Mille losanges pour Vénus

Mille losanges pour Vénus
9 avril 2026 par Nathalie Leverger

Mille losanges pour Vénus

Screenshot

Appliqués de losanges sur percale de coton 300x400cm, céramique, hymne des suffragettes. 

Table bois 95x54cm. 

Pour l’exposition de Cachan, j’ai cousu un langage de couleurs et de formes qui parle du corps, de la paix, et de la force patiente des femmes.  Le losange, symbole de la vulve, affirme l’autonomie des femmes.

La pièce en percale de coton est cousue de losanges violets, verts sur fond blanc — les couleurs historiques des suffragettes :  

  – le violet pour la justice et la dignité,  

  – le vert pour l’espoir,  

  – le blanc pour la paix. 

Un signe de Vénus en terre cuite vient dialoguer avec le textile.  

J’ai choisi d’inscrire cette pièce dans la mémoire de “L’Hymne des femmes”.  

Nous qui sommes sans passé, les femmes, Nous qui n’avons pas d’histoire,
Depuis la nuit des temps, les femmes, Nous sommes le continent noir.
Levons-nous femmes esclaves Et brisons nos entraves Debout, debout, debout !
Asservies, humiliées, les femmes, Achetées, vendues, violées,
Dans toutes les maisons, les femmes, Hors du monde reléguées.
Seules dans notre malheur, les femmes, L’une de l’autre ignorée,
Ils nous ont divisées, les femmes,
Et de nos sœurs séparées.
Le temps de la colère, les femmes, Notre temps, est arrivé,
Connaissons notre force, les femmes, Découvrons-nous des milliers ! 

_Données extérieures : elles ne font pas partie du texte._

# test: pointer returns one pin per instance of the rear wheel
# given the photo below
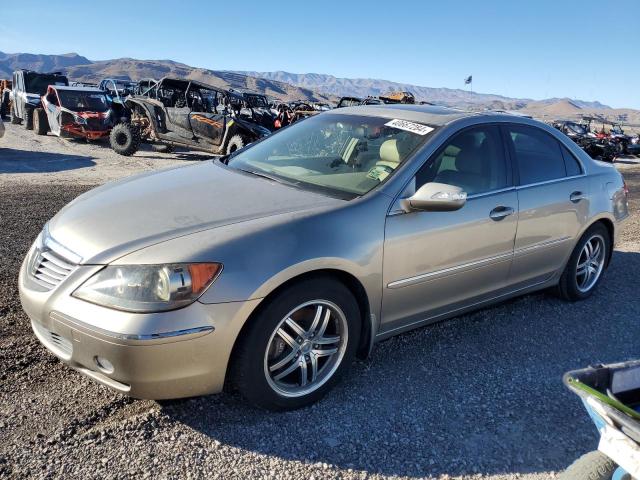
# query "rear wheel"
(125, 139)
(40, 122)
(28, 118)
(235, 143)
(298, 346)
(591, 466)
(586, 264)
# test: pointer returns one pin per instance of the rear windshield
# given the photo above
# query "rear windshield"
(78, 101)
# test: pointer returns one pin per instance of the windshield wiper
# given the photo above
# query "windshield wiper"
(268, 177)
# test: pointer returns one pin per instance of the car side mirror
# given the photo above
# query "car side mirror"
(435, 197)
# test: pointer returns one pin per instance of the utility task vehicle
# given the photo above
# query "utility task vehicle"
(611, 395)
(255, 107)
(349, 102)
(5, 97)
(28, 87)
(398, 97)
(184, 113)
(597, 148)
(82, 112)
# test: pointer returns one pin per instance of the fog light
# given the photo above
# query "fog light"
(103, 364)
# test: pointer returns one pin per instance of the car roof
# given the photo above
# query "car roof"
(429, 114)
(78, 89)
(170, 80)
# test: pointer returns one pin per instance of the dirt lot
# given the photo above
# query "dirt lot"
(479, 396)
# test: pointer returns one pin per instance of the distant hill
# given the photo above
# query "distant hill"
(307, 86)
(81, 69)
(362, 87)
(547, 109)
(41, 63)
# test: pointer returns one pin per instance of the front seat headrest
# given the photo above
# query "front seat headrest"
(389, 152)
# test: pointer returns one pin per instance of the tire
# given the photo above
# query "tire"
(15, 120)
(235, 143)
(28, 118)
(40, 122)
(254, 357)
(125, 139)
(574, 286)
(591, 466)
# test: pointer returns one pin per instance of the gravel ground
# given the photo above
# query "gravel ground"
(479, 396)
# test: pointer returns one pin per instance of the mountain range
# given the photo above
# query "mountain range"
(362, 87)
(311, 87)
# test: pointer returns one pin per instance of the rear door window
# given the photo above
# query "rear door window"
(537, 153)
(472, 159)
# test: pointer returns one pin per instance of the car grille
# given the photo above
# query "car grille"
(53, 341)
(48, 268)
(95, 123)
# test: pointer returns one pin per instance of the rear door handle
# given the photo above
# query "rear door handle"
(500, 212)
(575, 197)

Reconnaissons-nous, les femmes, Parlons-nous, regardons-nous, Ensemble, on nous opprime, les femmes, Ensemble, Révoltons-nous ! 

Ce chant naît au début des années 1970, en plein Mouvement de libération des femmes en France.  

Écrit collectivement par des militantes, il reprend l’air d’un chant populaire pour mieux se diffuser dans la rue, les assemblées, les manifestations.  Nous sommes alors en 1971-1972 en pleines luttes pour l’avortement et la contraception, l’égalité au travail, la dénonciation des violences sexistes.  

L’Hymne n’est pas l’œuvre d’une seule : c’est une voix plurielle, faite de paroles qui circulent, s’ajustent, et se portent ensemble. »

Comme dans l’Hymne,  les losanges cousus comme des voix rassemblées.  

Le violet domine: c’est la dignité, la détermination ; c’est aussi le lien direct à l’héritage féministe.  

Le signe de Vénus en terre cuite condense cette mémoire: la solidité de la matière, la douceur de l’émail, la résistance tranquille.  

Le motif répété, patient, répond au rythme de l’Hymne.

Les couleurs portent les valeurs de la lutte — justice, espoir, paix — et tissent un récit qui va du corps à l’espace public.